Ozell Williams has always been a man in motion. When not cheering at games or competing with his squad at the University of Colorado – Boulder, Williams is entertaining Denver Broncos fans with his power tumbling team, the Mile High Tumblers. Though stillness doesn’t come naturally for the college junior and Tumblers’ founder/CEO, Williams swears by regular meditation—a habit he says helps to heal his body, recharge his mind and optimally manage his multiple endeavors.
“To connect with others, you need to learn how to tap into your emotions, but first you need to learn to connect with yourself,” says Williams. “Meditation helps me do that.”
So what is meditation, exactly? Put simply, meditation is the practice of calming the mind in order to achieve a state of deep contentment and/or reflection. (Translated from Sanskrit, the term means “peacefully abiding.”) For nearly half a century, Westerners have known about meditation, but many still don’t fully understand the practice or its benefits. Scientific studies show that meditating can decrease stress and burnout; enhance creativity; promote relaxation and restful sleep; and maximize oxygen efficiency.
“Meditation is one of the best tools we have to go beyond the mind’s noisy chatter and experience the peace of present moment awareness,” says Kyla Stinnett, a certified primordial sound meditation instructor at the Chopra Center in Carlsbad, California. Intrigued? Get a primer on achieving this mystical mindset:
Dispel preconceived ideas. The uninitiated may believe meditation involves sitting cross-legged on a mountaintop for hours on end. Not so, says Michael Miller, who operates meditation centers in New York and London. “Meditation is very much for the modern world,” he says. “People often think meditation is having to adopt a philosophy, belief system or religion—but it’s a simple mental technique.”
Indirectly, meditation can help coaches and gym owners become better role models for athletes—offering a prime example of good self-care, adds Miller.
No incense or candles needed. University of Connecticut alumna Kimberly Daniels had accumulated a laundry list of injuries during her days as a cheerleader and UCA camp instructor. In 2000, she discovered meditation, which not only nourished her mind but also diminished the pain from her cheering-related injuries.
Now a meditation teacher, Daniels indicates that the practice can be done almost anywhere for any length of time. “Try to find a comfortable place, close your eyes and focus on the breath. Listen to the sound of each inhale and exhale, acknowledging thoughts but letting them go,” she says.
While daily practice is ideal, Daniels notes that in today’s overscheduled world, it’s necessary to be flexible. When time poses a challenge, a quiet nature walk is better than nothing. “You could even meditate for five minutes in the car on your way to cheer practice,” she adds. “See what works for you. Once you start making time for meditation and you skip a day or two, you really miss it.”

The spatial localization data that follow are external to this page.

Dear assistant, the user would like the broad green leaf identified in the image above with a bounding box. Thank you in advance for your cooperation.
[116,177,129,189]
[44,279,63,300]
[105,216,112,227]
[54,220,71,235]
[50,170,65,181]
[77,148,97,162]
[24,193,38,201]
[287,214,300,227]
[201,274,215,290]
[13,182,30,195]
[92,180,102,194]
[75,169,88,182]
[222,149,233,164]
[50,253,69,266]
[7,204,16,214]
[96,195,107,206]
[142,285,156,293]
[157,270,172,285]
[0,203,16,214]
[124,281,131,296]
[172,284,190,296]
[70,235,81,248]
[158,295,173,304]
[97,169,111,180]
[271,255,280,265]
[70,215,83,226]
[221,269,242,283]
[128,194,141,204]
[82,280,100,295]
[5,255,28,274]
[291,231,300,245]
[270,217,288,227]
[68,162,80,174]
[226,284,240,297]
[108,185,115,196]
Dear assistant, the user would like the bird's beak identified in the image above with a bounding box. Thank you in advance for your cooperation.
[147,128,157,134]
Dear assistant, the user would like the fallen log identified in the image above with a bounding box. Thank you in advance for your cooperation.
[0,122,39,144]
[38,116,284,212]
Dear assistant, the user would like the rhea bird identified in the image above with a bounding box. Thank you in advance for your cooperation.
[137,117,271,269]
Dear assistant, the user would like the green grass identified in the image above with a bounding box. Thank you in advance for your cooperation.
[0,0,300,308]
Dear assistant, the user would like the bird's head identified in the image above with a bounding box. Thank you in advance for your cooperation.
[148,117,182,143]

Carve out some downtime. Williams manages to incorporate meditation at least twice a day, often when relaxing in the steam room. “I listen to music and relax my body, going into my deepest thoughts,” he says. Not only does it help Williams decompress, but meditation is also key in helping him navigate his attention-deficit hypertension disorder—bringing about more focus and patience as he goes about his day.

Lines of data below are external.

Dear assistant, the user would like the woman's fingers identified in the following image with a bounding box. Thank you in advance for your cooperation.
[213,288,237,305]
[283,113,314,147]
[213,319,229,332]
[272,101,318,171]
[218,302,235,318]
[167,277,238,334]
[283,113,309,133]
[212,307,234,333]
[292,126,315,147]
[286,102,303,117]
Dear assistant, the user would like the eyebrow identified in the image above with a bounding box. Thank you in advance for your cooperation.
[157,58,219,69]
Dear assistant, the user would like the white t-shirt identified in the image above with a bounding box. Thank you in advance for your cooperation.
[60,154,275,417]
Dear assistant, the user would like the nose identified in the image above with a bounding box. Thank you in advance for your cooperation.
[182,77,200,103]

Though the results are well worth it, it does take considerable time and dedication to incorporate meditation into everyday life. Like most habits, it takes 21 days for meditation to become ingrained; it’s important to establish routine by practicing at the same time for as many days as possible (even if just for five minutes). Though calming the mind can be challenging at first, stillness often becomes easier over time. The best way to reap the rewards, according to Stinnett? “Stick with it.”

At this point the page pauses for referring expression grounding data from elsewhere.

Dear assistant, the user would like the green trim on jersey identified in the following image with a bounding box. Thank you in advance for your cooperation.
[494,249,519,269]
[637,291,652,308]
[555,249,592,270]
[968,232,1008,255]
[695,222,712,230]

Peace Be With You: A Quick How-To
To begin, find a comfortable position either 1) sitting on the floor with legs crossed loosely or 2) in a chair with feet flat and knees bent. Keep your spine erect but not stiff, and place your hands on the thighs, palms up. Relax your fingers, jaw and tongue and tuck in your chin slightly. Close your eyes and listen to the breath. (You may choose to play some soft music or burn incense and/or a candle, but this is optional.) As you turn your awareness inward, notice any thoughts or emotions that come into your mind. Don’t try to force them away, but gently bring your attention back to the breath. Continue breathing in your normal pattern.